Le pareti di pietra scura facevano sembrare l'ambiente stantio ancora più piccolo.

Amila era seduta su uno sgabello piuttosto alto ed usurato, tanto che, ad ogni suo movimento, oscillava un poco.

«Non nutro che delusione, verso di te» mormorò la ragazza, scuotendo il capo. «E lo sai».

Ernik aveva deciso che non avrebbe dato adito ad ogni riferimento a ciò che c'era stato fra loro. La questione era fin troppo grave. «Te lo chiederò gentilmente una volta sola» enunciò in tono duro. «Perché sono tornati a palazzo soltanto coloro che si erano ammalati?»

«Sono sicura che, se me l'hai chiesto, tu abbia già una risposta» rispose lei mordendosi il labbro con un gesto nervoso. I suoi capelli lunghi e castani le ricadevano scomposti ed annodati lungo i fianchi e il solco delle occhiaie metteva ancor più in risalto il verde acceso dei suoi occhi.

«Amila, non sto giocando!» esclamò Ernik, picchiettando il tavolo con le nocche. «Perché sono morti solo i soldati?

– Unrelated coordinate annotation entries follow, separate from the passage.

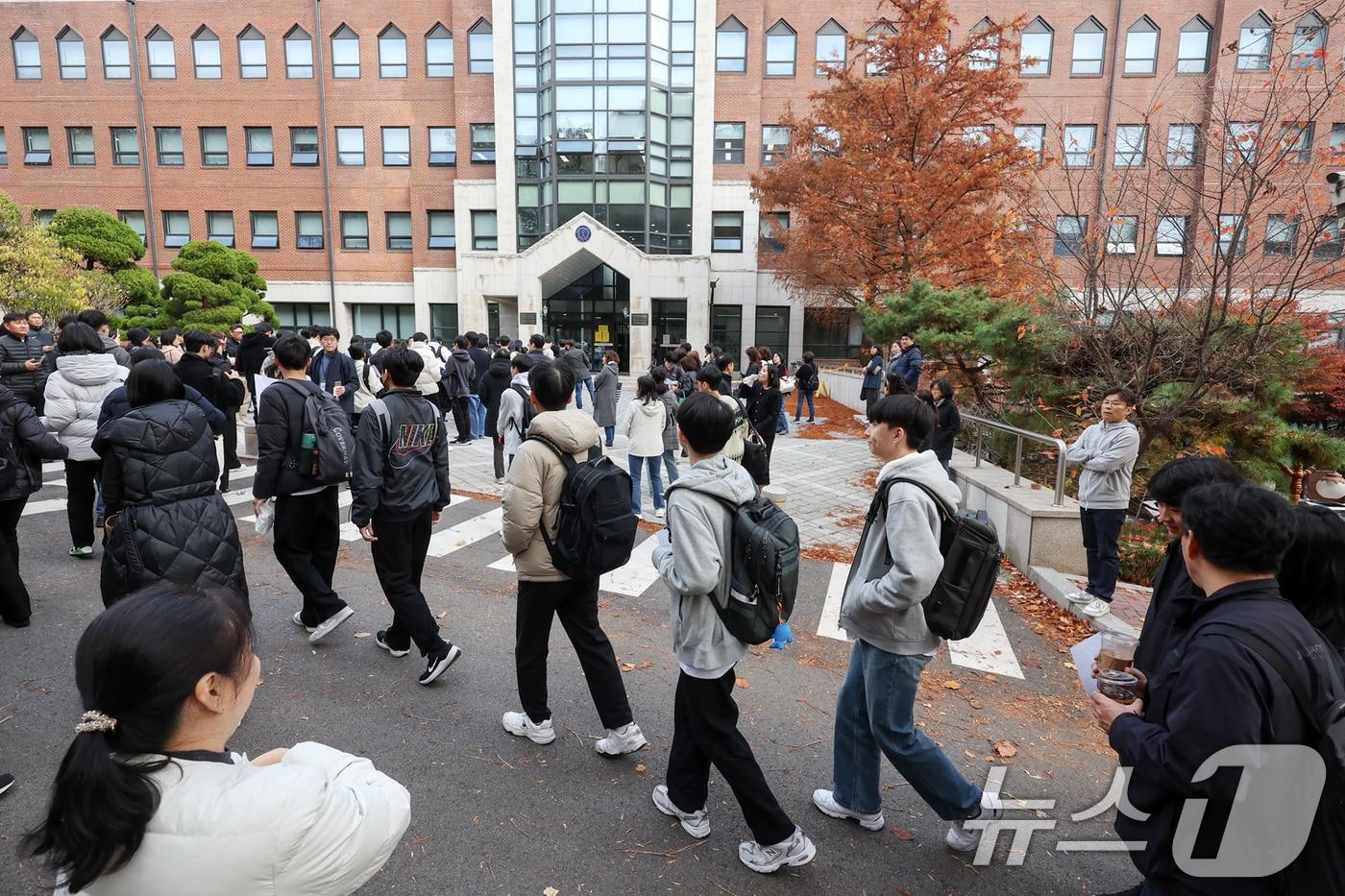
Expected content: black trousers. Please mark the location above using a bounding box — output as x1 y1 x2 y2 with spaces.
273 486 346 627
66 460 98 547
514 576 634 732
369 507 448 657
667 668 794 846
1079 509 1126 604
0 496 33 625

Chi li ha uccisi?» interrogò alzando un poco il tono della voce. Per un lungo istante, nella stanza, calò il silenzio. La ragazza non accennava a parlare. «Amila, per tutti i diavoli! Rispondi alle domande!» urlò lui, spazientito.

«Chiedimi quello che vuoi veramente chiedermi, allora!»

Impertinente, come sempre era stata. Persino in quella posizione aveva il coraggio di rimbeccarlo. «Siete stati assaliti dai ribelli durante il viaggio di ritorno?» chiese Ernik dopo un sospiro che ebbe il potere di acquietare i toni.

Amila inspirò profondamente. «No» disse infine.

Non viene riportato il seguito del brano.